Saving, IDA Programs, and Effects of IDAs: A Survey of Participants
Individual Development Accounts (IDAs) are special savings accounts designed to help people build assets to reach life goals and to achieve long-term security. Account-holders receive matching funds as they save for purposes such as buying a first home, attending job training, going to college, or financing a small business. Research has shown that most low-income participants save in IDAs (Sherraden et al., 2000). But what do participants think about the match rates, the withdrawal restrictions, and other institutional attributes of IDAs? How do they manage to set aside money for IDA deposits? And what effects do they perceive from their participation in IDA programs?

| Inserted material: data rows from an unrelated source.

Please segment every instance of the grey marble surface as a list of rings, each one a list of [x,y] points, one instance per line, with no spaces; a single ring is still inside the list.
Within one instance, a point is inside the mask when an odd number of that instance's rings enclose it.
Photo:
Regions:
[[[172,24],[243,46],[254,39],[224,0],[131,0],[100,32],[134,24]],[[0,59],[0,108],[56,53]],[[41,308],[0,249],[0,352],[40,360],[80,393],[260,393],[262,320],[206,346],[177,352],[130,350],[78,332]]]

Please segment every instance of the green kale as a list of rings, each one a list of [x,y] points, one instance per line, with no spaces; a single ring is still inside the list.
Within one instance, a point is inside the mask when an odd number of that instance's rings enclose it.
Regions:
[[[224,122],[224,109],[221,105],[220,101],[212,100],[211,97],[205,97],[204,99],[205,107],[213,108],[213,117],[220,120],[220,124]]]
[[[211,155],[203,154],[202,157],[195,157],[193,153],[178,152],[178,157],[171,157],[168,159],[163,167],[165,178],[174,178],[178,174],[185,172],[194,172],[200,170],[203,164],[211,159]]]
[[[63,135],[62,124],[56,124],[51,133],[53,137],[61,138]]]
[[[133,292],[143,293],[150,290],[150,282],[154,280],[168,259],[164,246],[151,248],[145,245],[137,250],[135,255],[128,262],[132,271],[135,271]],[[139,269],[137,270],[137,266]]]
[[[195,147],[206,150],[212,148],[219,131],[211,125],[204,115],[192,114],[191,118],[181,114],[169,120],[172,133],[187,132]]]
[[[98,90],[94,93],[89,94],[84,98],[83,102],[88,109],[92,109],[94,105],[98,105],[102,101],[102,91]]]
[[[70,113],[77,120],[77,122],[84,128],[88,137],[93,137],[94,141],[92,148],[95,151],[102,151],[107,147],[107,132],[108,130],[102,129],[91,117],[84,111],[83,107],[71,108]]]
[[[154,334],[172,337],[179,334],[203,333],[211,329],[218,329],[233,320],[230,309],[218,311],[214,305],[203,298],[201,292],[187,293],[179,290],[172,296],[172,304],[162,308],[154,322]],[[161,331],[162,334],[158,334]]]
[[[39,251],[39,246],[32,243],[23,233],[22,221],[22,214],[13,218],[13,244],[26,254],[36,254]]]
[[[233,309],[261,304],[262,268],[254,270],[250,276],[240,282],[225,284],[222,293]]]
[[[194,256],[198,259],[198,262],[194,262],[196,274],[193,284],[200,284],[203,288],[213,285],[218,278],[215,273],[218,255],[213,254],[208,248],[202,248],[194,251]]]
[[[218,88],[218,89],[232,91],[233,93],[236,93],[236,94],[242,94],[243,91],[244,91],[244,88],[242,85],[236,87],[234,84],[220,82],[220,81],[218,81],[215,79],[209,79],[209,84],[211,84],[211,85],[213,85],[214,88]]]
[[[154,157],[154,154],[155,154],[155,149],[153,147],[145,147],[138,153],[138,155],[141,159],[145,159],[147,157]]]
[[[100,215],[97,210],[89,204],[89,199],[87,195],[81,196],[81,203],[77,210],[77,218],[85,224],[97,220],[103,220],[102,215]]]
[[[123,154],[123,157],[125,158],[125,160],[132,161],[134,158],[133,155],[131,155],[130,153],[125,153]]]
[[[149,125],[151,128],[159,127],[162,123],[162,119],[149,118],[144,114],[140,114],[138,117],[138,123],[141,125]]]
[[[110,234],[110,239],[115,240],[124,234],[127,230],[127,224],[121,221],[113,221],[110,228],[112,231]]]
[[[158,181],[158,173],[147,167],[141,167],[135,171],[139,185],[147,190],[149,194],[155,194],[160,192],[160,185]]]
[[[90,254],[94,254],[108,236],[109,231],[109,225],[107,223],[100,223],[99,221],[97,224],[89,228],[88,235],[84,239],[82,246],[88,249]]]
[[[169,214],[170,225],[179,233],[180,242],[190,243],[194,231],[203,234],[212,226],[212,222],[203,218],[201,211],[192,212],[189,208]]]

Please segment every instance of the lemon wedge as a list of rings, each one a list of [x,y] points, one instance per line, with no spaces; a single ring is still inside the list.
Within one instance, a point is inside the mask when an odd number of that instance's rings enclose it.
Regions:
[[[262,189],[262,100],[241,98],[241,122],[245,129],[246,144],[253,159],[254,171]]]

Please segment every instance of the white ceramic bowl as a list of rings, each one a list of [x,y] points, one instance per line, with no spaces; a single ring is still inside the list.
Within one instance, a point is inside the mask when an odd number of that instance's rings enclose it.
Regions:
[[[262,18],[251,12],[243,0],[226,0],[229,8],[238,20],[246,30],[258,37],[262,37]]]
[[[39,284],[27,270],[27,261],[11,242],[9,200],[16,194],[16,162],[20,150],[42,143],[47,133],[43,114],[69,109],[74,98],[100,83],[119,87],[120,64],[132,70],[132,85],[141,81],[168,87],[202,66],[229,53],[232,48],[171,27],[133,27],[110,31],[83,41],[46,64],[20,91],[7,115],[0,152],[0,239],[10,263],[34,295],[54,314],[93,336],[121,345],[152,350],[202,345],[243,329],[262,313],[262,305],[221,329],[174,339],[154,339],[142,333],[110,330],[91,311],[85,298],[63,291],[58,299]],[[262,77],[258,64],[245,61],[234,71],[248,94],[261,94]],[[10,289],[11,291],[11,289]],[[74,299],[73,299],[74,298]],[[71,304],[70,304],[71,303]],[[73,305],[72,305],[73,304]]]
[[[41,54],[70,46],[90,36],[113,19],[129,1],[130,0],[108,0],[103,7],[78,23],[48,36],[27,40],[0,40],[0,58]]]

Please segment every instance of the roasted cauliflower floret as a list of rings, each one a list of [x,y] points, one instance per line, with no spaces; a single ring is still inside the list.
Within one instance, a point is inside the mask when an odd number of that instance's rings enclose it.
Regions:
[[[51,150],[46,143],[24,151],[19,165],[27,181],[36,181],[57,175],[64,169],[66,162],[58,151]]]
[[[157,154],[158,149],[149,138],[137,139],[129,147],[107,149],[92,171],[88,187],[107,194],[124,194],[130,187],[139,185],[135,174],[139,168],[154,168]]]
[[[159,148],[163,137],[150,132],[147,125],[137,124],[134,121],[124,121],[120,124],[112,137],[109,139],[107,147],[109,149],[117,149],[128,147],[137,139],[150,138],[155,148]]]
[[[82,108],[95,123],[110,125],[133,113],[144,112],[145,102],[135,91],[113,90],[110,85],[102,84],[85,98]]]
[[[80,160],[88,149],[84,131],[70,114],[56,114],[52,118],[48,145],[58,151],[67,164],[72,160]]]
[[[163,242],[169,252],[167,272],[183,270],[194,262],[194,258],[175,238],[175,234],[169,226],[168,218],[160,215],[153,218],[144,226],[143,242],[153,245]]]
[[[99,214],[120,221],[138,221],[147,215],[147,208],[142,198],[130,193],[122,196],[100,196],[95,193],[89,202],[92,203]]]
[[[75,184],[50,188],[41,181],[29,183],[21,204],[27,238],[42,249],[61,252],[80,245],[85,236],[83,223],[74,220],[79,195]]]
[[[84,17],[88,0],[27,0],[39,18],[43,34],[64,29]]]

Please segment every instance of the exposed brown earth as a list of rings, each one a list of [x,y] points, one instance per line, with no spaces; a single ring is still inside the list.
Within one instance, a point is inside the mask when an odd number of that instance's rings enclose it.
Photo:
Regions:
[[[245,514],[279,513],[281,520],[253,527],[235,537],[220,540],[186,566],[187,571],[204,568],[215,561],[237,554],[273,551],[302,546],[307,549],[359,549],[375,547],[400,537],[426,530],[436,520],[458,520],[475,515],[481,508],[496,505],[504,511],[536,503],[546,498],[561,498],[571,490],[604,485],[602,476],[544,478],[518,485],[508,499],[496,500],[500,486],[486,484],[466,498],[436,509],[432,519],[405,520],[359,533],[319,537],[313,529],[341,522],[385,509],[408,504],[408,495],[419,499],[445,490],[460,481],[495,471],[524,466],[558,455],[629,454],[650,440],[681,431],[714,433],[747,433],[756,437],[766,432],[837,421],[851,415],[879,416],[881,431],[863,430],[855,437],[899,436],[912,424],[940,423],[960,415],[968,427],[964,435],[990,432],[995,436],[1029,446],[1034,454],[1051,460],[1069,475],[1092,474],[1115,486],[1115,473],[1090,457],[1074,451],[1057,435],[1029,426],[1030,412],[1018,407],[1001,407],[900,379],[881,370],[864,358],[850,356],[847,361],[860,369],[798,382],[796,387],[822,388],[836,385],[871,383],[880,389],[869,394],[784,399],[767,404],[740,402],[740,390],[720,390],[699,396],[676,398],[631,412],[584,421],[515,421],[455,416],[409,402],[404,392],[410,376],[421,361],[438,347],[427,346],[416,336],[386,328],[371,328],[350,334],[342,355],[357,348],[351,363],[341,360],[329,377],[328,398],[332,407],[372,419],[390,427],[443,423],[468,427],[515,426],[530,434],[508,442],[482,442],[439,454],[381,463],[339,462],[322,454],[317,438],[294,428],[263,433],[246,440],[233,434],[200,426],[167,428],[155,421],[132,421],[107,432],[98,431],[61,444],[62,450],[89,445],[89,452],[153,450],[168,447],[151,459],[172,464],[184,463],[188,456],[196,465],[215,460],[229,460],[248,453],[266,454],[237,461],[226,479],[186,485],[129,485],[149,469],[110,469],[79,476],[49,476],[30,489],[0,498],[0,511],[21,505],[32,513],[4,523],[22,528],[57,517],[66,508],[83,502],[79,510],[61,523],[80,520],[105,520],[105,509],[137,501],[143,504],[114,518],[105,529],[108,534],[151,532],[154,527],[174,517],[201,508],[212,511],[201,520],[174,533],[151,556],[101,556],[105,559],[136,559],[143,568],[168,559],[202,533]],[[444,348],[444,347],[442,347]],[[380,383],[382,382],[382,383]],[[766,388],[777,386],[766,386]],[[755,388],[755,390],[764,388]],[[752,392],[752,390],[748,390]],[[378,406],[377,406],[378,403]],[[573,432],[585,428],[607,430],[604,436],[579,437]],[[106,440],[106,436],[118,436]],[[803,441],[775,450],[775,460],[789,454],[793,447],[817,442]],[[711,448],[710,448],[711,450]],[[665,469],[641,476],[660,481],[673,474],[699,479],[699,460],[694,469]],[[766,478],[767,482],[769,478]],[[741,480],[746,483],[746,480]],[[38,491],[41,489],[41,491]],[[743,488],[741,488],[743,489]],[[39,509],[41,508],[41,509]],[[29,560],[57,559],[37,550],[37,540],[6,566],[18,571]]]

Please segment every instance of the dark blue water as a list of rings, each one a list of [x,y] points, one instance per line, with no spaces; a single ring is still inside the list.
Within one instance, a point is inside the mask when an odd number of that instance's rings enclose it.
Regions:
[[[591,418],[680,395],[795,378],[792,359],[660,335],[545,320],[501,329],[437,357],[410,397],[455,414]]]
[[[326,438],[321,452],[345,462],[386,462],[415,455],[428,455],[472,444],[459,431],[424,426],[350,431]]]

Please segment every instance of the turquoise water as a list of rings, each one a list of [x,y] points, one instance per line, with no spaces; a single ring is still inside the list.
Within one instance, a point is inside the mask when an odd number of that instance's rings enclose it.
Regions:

This report uses cross-sectional survey data from current (N=298) and former (N=20) IDA participants in the American Dream Demonstration to address these and other questions. Key findings include:
- Current participants were overwhelmingly positive about the institutional attributes of IDA;
- 85% of current participants said that IDA classes helped them to save;
- Participants who said that the economic-education classes helped them to save on average saved about US $9 less per month than those who did not find the classes helpful;
- Responses regarding saving barriers suggest that economic circumstances influence ability to save;
- The most common strategies for setting aside money for IDA deposits were changes in consumption behavior, particularly using existing resources more efficiently and reducing consumption quality or quantity.